Shreveport Martyrs: The surest Path to Heaven
Just before Christmas, I gratefully received the book Shreveport Martyrs of 1873: The Surest Path to Heaven, which recalls the Yellow Fever epidemic that devastated Shreveport, LA, wiping out one-fourth of its population. As the Daily Shreveport Times stated: “Whole families were swept away, and commercial firms, partners and clerks, were literally blotted out of existence.”
Entering Shreveport’s suffering, five heroic priests from Brittany, France, gave their lives to ensure the faithful had access to the sacraments. These Shreveport Martyrs (shreveportmartyrs.org) are not yet well-known or formally beatified, but their lives and deaths in less than a month in 1873 are models of sanctity as we struggle through this pandemic.
Shreveport was originally in the Diocese of Natchitoches, which comprised most of Louisiana at that time, and the priests from Brittany who attended to its French settlers. When the epidemic began, Fathers Jean Pierre and Isidore Quémerais attended to the people’s sacramental needs, working with town physicians who responded to the epidemic.

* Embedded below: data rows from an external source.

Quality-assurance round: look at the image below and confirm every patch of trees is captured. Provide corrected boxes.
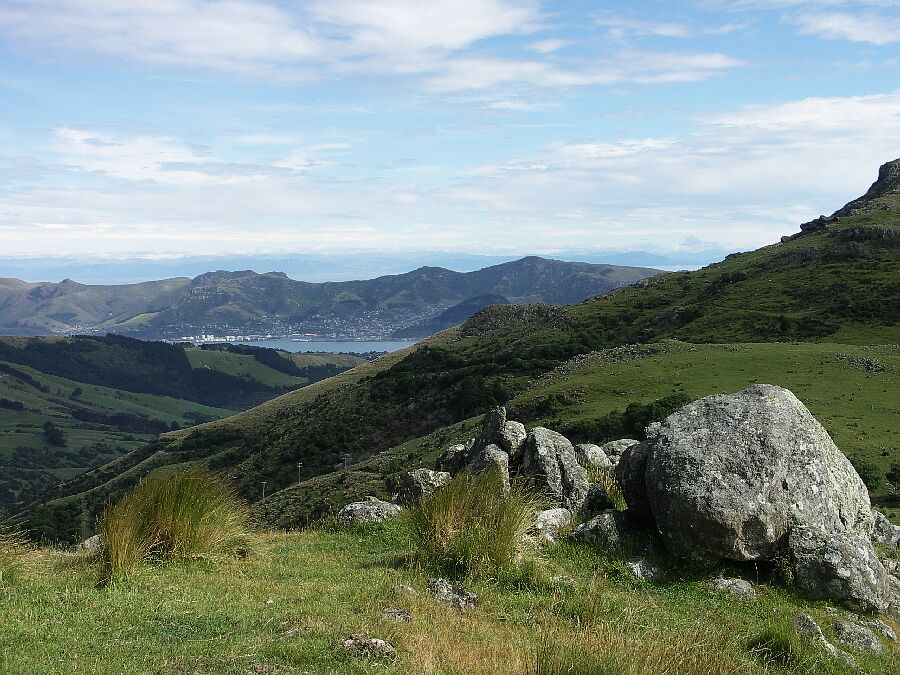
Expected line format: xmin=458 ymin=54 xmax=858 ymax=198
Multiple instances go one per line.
xmin=69 ymin=407 xmax=169 ymax=434
xmin=0 ymin=398 xmax=25 ymax=412
xmin=0 ymin=362 xmax=50 ymax=394
xmin=44 ymin=420 xmax=66 ymax=448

When Father Quémerais became ill, Father Pierre continued his ministry, but sensed his own illness and sought to ensure the faithfuls’ access to the sacraments. His request for another priest via telegram to Alexandria, LA, brought Father Jean Marie Biler, who remarked upon his arrival, “My God, I have entered the city of the dead.” He administered the last sacraments to Father Quémerais and Father Pierre, before they soon succumbed to the fever on Sept. 15 and 16 respectively.
Strengthened by the Blessed Sacrament, Father Biler provided the sacraments to the people until he also began to weaken. Mother Mary Hyacinth, a French nun, requested another priest through a telegram sent to Bishop Auguste Marie Martin, but received by Father Louis Gergaud in Monroe, LA. He told the people there to let the bishop know “that I go to my death.”

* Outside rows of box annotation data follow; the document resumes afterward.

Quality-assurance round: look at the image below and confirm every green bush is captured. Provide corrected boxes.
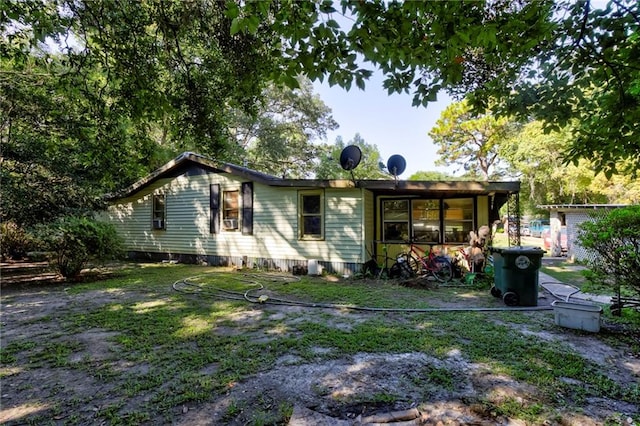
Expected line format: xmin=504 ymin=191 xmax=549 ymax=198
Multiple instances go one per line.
xmin=0 ymin=221 xmax=33 ymax=260
xmin=578 ymin=205 xmax=640 ymax=302
xmin=39 ymin=216 xmax=122 ymax=279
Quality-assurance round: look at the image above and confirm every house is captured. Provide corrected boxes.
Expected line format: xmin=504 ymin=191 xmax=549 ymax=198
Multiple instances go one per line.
xmin=538 ymin=204 xmax=627 ymax=261
xmin=103 ymin=152 xmax=520 ymax=274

With apostolic boldness, he courageously set off. Bolstered by a strong sense of duty, Father Gergaud overcame numerous temptations to turn back, instead continuing forth to serve and comfort the sick and, in imitation of Christ, to rob death of its terror. Surrounded by death’s stench, he was surprised by how many lay volunteers assisted the sick. Recognizing him as a priest, a woman brought him to Father Biler, in slightly better condition than Father Gergaud imagined. They were able to talk about spiritual things and their former hopes and dreams for missionary work. How different was this atmosphere from their great aspirations!
Ravaged by the fever, Father Biler was hardly recognizable when he died on Sept. 26, but Father Gergaud labored on until he also contracted the disease.

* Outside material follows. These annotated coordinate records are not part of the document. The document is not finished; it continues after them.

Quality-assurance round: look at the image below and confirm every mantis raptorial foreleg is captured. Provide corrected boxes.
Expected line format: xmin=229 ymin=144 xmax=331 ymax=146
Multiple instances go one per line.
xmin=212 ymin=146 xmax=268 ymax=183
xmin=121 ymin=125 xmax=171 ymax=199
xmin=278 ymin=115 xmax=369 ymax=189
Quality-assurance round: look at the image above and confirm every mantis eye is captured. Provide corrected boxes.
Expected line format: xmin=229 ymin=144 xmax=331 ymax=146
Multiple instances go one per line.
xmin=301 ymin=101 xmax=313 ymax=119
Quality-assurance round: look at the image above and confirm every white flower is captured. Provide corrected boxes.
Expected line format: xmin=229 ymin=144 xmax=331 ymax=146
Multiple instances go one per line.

Father François LeVézouët was next to volunteer, saying this was “the surest and shortest path to heaven.” He provided the last sacraments before Father Gergaud’s death on Oct. 2, and ministered to the people until he too fell ill. He requested two priests from the Archbishop of New Orleans, but a Jesuit priest and assistant were sent. They attended to the people and Father LeVézouët, who died Oct. 8.
Upon learning of these events, Bishop Martin wrote: “The hand of God has struck me and with these priests, pride of the priesthood, the crown of my old age has fallen. Inscrutable, truly, are the ways of the Lord. I adore them and I accept them with my whole soul, and I can only say, Happy is the diocese that could lose such men, happy is the earth watered by their sweat and sanctified by their death. Martyrs to charity or martyrs to persecution, in their venerated tombs will grow the deepest roots of the Holy Church of the One whose death was our life.”
Eventually, the epidemic subsided, with the People of God never deprived of the sacraments, thanks to the ultimate dedication of these five priest martyrs from Brittany who always kept Christ the priest among them. During this pandemic, may we draw inspiration from their courageous and heroic charity, rediscovering our own missionary impulse and remembering that God never abandons us!
Father Earl K. Fernandes is the pastor of St. Ignatius of Loyola Church in Cincinnati and holds a doctorate in moral theology from the Alphonsian Academy in Rome.